The rain that was forecast for Friday night did not show up until Saturday morning. When I first woke up, I looked out from our second-floor bedroom window at the black, flat roof over the mudroom. Dry as could be. A little later I checked again: just the pinpoint polka dot pattern of a sprinkle. When I walked out yet later to feed the horses, there was just a gentle shower, barely more than a sprinkle. But something happened inside me, something wonderful, something powerful. I believed that we would have a good rain.
“All day long, Lord, all day long,” I thought in full reverence, “Thank you for the wonderful rain that you have sent to us.”
This was not a parody of optimism, an expression that hoped the heart would actually believe what was being said. This was a gift of faith, a genuine believing that what was hoped for would be received. It was not a contrivance, an effort to persuade others; it was a confidence not based on predictions.
The prediction was for between a tenth and a quarter of an inch. Possibly up to half-an-inch if the rain continued Saturday night.
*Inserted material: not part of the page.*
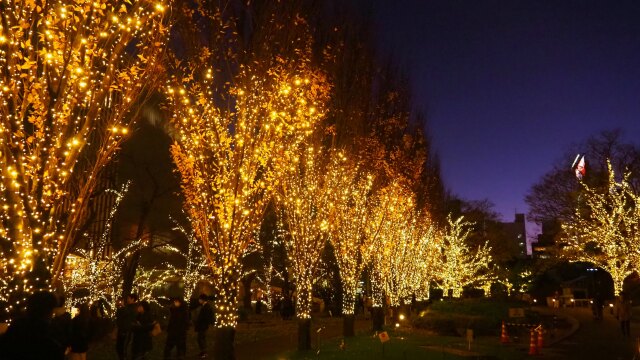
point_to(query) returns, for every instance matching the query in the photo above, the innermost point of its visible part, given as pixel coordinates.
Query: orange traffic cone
(532, 344)
(504, 338)
(540, 338)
By the time the rain ended Sunday morning we had nearly an inch-and-three-quarters. Good, slow, soaking rain.
The first thing we did Sunday morning at our worship service, before any announcements, before any preliminaries, was stand and give thanks to God for the first good, ground-soaking rain we’ve had in about nine months. He sends his rain upon the just and the unjust, his sun upon the righteous and the wicked. One of the differences between the groups is gratitude.
And that goes for more than rain, as well.